Je n’avais pas accordé d’importance à ses gestes, notamment quand il avait enlevé ses chaussures avant de se placer derrière le comptoir, à cause de l’organisation de la pharmacie, mais je n’aurais jamais pensé que le simple fait de retirer sa casquette attirerait mon attention. Je me sentais embarrassé.

 

Je pus clairement voir son visage aux traits bien dessinés qui était auparavant caché par sa visière. Je distinguai au premier regard ses paupières sombres, ses grands yeux et ses lèvres subtilement écarlates.

 

C’était presque difficile de croire qu’il était bien un homme à cause de sa peau pâle et éclatante qui semblait dorer facilement au soleil, c’était un visage que l’on qualifierait de joli plus que beau. Lorsque je l’avais aperçu devant la porte, son regard était légèrement plus haut, mais j’aurais pu le prendre pour une fille s’il n’était pas aussi grand.

 

Je le dévisageai longuement sans souffler un seul mot. Bien qu’il eût normalement dû sentir mon regard sur lui, il n’en fit rien et garda ses yeux fixés sur la télévision en prenant une grosse bouchée de la glace qu’il tenait à la main.

 

Je me tournai naturellement vers l’écran, car cela aurait été impoli de continuer à l’observer plus longtemps. Un programme de divertissement passait à la télévision. Le présentateur expliqua le jeu à l’avance, puis des célébrités apparurent et se mirent à jouer selon les règles.

 

Chaque fois qu’une scène susceptible d’amuser le public survenait, les sous-titres défilaient et le son des rires résonnait comme des effets spéciaux. Cela ne signifiait pas du tout qu’il y avait des gens qui riaient en même temps.

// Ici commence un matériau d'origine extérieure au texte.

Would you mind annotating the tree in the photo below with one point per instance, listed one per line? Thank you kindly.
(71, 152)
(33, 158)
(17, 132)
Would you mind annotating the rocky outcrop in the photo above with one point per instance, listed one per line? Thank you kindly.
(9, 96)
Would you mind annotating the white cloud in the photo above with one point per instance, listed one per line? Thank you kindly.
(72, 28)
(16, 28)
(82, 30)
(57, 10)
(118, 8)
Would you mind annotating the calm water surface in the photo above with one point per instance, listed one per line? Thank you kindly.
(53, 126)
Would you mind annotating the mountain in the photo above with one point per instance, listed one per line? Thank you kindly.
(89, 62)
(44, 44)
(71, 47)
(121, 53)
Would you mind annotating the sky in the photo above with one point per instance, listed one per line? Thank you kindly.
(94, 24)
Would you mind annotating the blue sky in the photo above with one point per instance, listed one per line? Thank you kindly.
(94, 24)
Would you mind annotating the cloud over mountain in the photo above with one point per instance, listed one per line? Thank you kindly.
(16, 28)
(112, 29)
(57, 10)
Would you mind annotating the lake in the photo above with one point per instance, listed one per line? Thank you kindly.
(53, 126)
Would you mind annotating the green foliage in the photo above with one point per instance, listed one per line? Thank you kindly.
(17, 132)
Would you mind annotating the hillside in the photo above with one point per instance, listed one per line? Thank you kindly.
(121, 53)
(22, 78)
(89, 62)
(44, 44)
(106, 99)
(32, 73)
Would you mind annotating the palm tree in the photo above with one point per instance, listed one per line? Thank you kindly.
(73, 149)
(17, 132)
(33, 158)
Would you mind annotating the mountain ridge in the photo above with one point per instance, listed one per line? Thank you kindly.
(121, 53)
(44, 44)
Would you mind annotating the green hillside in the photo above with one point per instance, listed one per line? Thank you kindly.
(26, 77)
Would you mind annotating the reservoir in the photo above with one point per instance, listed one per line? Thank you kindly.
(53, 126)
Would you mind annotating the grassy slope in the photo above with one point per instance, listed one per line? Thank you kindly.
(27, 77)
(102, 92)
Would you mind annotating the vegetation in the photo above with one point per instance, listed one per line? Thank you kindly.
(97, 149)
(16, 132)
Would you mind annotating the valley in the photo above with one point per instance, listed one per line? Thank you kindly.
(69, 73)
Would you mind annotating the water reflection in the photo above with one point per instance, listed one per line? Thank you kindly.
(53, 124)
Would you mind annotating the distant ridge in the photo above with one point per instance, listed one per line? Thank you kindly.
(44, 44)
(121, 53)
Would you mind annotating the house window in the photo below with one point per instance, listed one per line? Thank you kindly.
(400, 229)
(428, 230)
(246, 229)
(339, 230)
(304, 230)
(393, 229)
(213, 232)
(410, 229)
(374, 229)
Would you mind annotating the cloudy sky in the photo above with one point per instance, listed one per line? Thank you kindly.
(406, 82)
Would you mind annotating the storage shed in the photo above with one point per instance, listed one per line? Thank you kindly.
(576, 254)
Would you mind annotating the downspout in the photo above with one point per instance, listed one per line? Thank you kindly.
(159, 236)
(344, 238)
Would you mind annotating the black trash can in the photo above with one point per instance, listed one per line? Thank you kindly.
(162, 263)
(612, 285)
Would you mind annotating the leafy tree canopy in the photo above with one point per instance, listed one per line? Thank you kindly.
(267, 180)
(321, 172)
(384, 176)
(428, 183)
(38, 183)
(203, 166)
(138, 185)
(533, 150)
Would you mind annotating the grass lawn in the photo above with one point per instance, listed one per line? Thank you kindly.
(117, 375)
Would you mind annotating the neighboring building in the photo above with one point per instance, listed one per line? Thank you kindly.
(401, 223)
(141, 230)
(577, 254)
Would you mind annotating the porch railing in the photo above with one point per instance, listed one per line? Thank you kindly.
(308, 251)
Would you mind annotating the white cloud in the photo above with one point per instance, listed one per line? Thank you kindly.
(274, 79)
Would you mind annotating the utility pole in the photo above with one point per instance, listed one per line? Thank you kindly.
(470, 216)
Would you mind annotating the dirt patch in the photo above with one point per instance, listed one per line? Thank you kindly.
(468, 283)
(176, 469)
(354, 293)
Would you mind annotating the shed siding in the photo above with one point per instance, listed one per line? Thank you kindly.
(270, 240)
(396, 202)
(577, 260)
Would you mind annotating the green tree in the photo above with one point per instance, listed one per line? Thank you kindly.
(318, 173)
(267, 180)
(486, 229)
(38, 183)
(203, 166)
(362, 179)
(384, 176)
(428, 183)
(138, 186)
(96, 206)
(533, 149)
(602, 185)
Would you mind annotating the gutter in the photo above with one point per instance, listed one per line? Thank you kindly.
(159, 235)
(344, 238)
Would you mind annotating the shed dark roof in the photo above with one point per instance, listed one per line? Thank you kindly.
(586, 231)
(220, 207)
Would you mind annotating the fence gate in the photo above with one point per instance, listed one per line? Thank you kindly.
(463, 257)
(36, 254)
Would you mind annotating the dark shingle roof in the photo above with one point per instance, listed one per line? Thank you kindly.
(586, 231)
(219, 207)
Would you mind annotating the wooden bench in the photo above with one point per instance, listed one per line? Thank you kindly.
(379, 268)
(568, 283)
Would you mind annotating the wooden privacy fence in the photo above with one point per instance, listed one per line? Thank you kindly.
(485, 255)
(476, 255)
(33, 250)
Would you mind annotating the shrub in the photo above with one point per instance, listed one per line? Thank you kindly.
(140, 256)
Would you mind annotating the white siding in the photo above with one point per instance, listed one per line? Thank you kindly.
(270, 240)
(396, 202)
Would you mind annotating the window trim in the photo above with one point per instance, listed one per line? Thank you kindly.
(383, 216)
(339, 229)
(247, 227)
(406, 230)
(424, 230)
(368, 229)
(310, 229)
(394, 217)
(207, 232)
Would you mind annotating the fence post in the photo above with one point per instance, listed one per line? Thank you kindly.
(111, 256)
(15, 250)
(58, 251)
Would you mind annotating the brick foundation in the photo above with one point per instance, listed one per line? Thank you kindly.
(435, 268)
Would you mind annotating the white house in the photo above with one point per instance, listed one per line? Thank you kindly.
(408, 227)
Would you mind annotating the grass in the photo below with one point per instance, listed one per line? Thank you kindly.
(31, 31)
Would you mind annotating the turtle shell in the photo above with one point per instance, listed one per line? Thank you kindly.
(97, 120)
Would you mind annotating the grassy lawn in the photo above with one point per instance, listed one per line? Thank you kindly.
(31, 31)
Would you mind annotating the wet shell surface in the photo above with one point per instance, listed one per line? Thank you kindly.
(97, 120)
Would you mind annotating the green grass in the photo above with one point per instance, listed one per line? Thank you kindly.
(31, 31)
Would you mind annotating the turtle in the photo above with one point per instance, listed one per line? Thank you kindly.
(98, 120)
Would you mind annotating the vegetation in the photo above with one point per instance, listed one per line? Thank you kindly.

Au contraire, cela n’avait aucun intérêt et c’était plutôt ennuyeux.

 

Le temps s’écoula encore plus lentement que je ne le pensais. Le propriétaire de la pharmacie, qui devait revenir bientôt, ne semblait pas en avoir l’intention, et il n’y avait que le jeune homme et moi qui regardions la télévision sans échanger un seul mot.

 

Soudain, l’une des émissions prit fin et la publicité se mit à battre son plein après l’annonce du prochain programme. Il ne changea pas de chaîne, peut-être parce qu’il voulait continuer à la regarder, mais après avoir jeté quelques coups d’œil dans ma direction, il brisa le silence.